Despite his mental withdrawal, O’Donnell was conscious of the activity of New York outside and of the familiar angled sky line of mid-town Manhattan, now growing closer. They were passing over Queensborough Bridge, the warm afternoon sun slanting lancelike through drab green girders, and down below he could see Welfare Island, its city hospitals squatting somberly and institutional midway in the gray East River. He reflected that on each occasion he saw New York its ugliness seemed greater, its disorder and grime more strikingly apparent. And yet, even to the non-New Yorker, after a while these things became comfortable and familiar, seeming to hold a welcome for the traveler, as though an old, worn garment were good enough between friends. He smiled, then chided himself for unmedical thinking—the kind that held back air-pollution control and slum removal. Sentimentality, he reflected, was an aid and comfort to the opponents of progress.

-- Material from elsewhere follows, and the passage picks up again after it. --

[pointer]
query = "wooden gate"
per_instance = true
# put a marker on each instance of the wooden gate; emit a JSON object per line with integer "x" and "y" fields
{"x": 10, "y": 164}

They moved off the bridge and along Sixtieth Street to Madison, then jogged a block, turning west on Fifty-ninth. At Seventh Avenue and Central Park they went left in the traffic and stopped four blocks down at the Park Sheraton Hotel.

He checked into the hotel and later, in his room, showered and changed. From his bag he took the program of the surgeons’ congress—ostensible reason for his presence in New York. He noted that there were three papers he wanted to hear—two on open heart surgery and a third on replacement of diseased arteries by grafts. But the first was not until eleven next morning, which gave him plenty of time tomorrow. He glanced at his watch. It was a little before seven—more than an hour before he was due to meet Denise. He took an elevator downstairs and strolled through the foyer to the Pyramid Lounge.

It was the cocktail hour and the place was beginning to fill with pre-dinner-and-theater groups, mostly, he guessed, like himself, from out of town. A headwaiter showed him to a table, and as they moved across he saw an attractive woman, sitting alone, glance at him interestedly. It was not a new experience, and in the past similar incidents had occasionally led to interesting results. But tonight he thought: Sorry, I have other plans. A waiter took his order for scotch and soda, and when the drink came he sipped it slowly, his mind coasting leisurely over random thoughts.

Moments like this, he reflected, were all too rare in Burlington. That was why it was good to get away for a while; it sharpened your sense of perspective, made you realize that some of the things you deemed important on your own home ground were a good deal less so when looked at from a distance. Just lately he had suspected that his own closeness to hospital business had thrown some of his thinking out of balance. He looked around him. Since he had come in the lounge had filled; waiters were hurrying to bring the drinks which three bartenders were dispensing; one or two of the earlier groups were moving out. How many of these people, he wondered—the man and the girl at the next table, the waiter by the door, the foursome just leaving—had ever heard of Three Counties Hospital and, if they had, would care what went on there? And yet, to himself just lately, the hospital’s affairs seemed almost to have become the breath of life. Was this a healthy symptom? Was it a good thing professionally? O’Donnell had always mistrusted dedicated people; they tended to become obsessed, their judgment undermined by enthusiasm for a cause. Was he in danger now of becoming one such himself?